BANDA ACEH — Para buruh yang tergabung dalam Federasi Serikat Pekerja Metal Indonesia (FSPMI) Aceh, Asosiasi Serikat Pekerja Indonesia (ASPEK), dan Aliansi Buruh Aceh (ABA), melakukan aksi unjuk rasa di depan gedung Dewan Perwakilan Rakyat Aceh (DPRA), Selasa (20/9/2022).
Mereka ditemui oleh Ketua Komisi V DPRA M Rizal Falevi Kirani dan Kepala Dinas Tenaga kerja dan mobilitas penduduk (Disnakermobduk) Aceh Akmil Husen.
Aksi njuk rasa kali ini masih menolak kebijakan pemerintah menaikkan harga bahan bakar minyak (BBM) hingga pembayaran upah bagi buruh.
Dalam aksi itu mereka meminta kenaikan upah minimum sebesar 15 persen.
Ketua DPW FSPMI Aceh Habibi Inseun meminta agar pemerintah dapat menaikkan upah para buruh, meskipun sebelumnya ada kenaikan dari pemerintah, namun itu dinilai belum cukup karena hanya dinaikkan seribu lebih.
“Kita meminta dinaikkan, memang ada dinaikkan cuman hanya seribu lebih,” kata Habibi.
Selain itu, masa buruh juga meminta agar DPRA dapat merevisi Qanun Nomor 7 tahun 2014 tentang Ketenagakerjaan.
“Karena ini menyangkut kesejahteraan, perlindungan dan kepatuhan hukum,” sebutnya.
Habibi Inseun meminta eksekutif dan legislatif memperhatikan nasib buruh Aceh. Sebab imbas kenaikan BBM sangat berpengaruh terhadap perekonomian.
Sehingga Pemerintah Aceh perlu menaikkan Upah Minimum Pekerja (UMP), sebesar 15 persen. “Memiliki upah yang layak atau dapat mencukupi kebutuhan hidup,” kata Habibi.
Menurut Habibi, kondisi tersebut akan dapat terwujud apabila dibarengi dengan kebijakan dan regulasi yang adil dari pemerintah.

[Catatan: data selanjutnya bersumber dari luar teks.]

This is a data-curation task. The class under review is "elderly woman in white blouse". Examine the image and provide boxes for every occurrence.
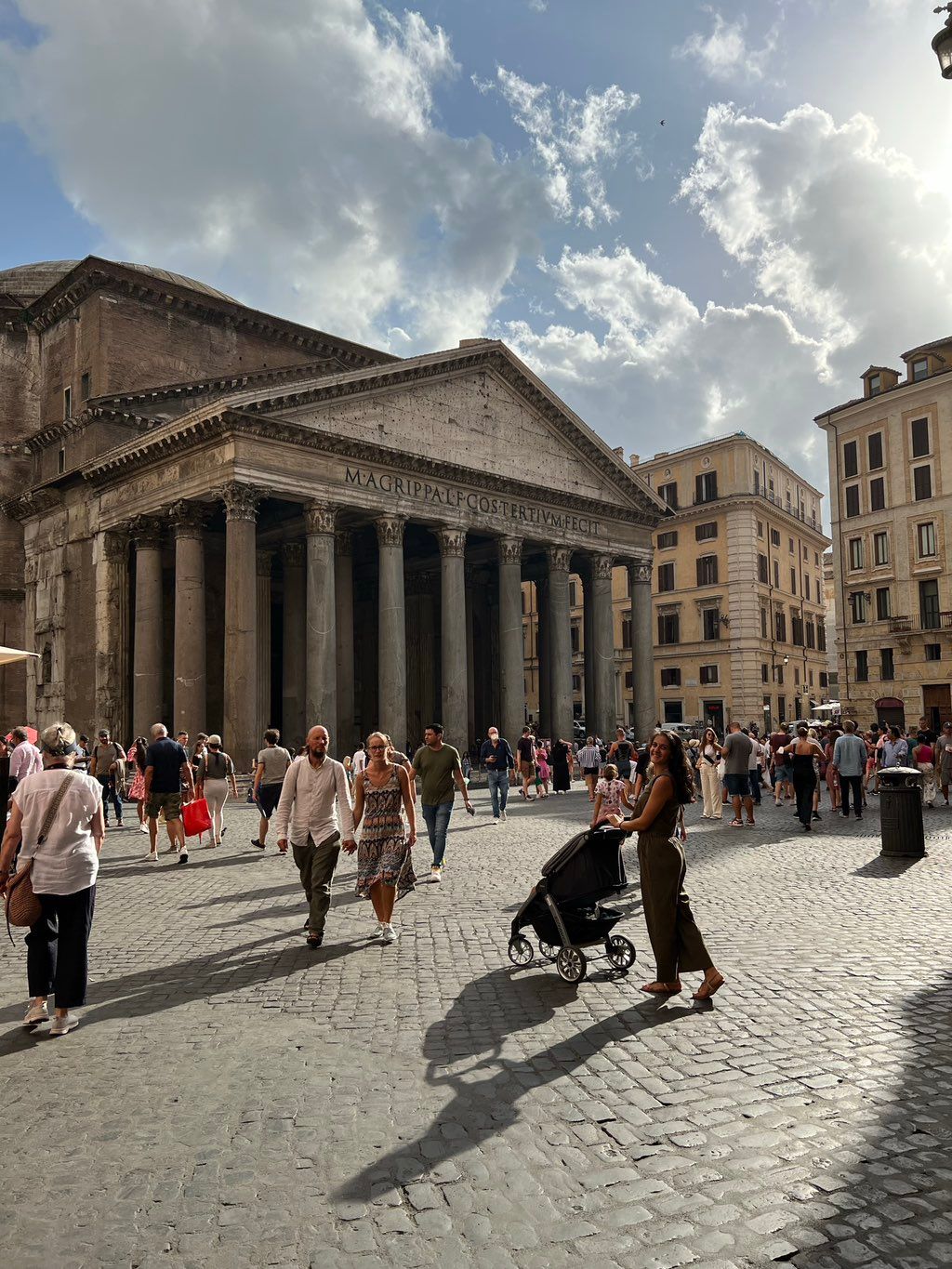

Sayangnya, kesusahan masyarakat tak dipedulikan oleh pemerintah. “Kebijakan dan regulasi justru membuat buruh semakin menderita,” kata dia.
Habibi menjelaskan, kenaikan BBM sangat berdampak terhadap perekonomian. Sebab kondisi saat ini belum pulih dari pandemi Covid-19.
Selain itu, Undang-undang Nomor 11 Tahun 2020 tentang Cipta Kerja atau Omnibus Law beserta aturan turunannya juga berdampak buruk bagi buruh. Salah satunya, PP 36 Tahun 2021 tentang Pengupahan.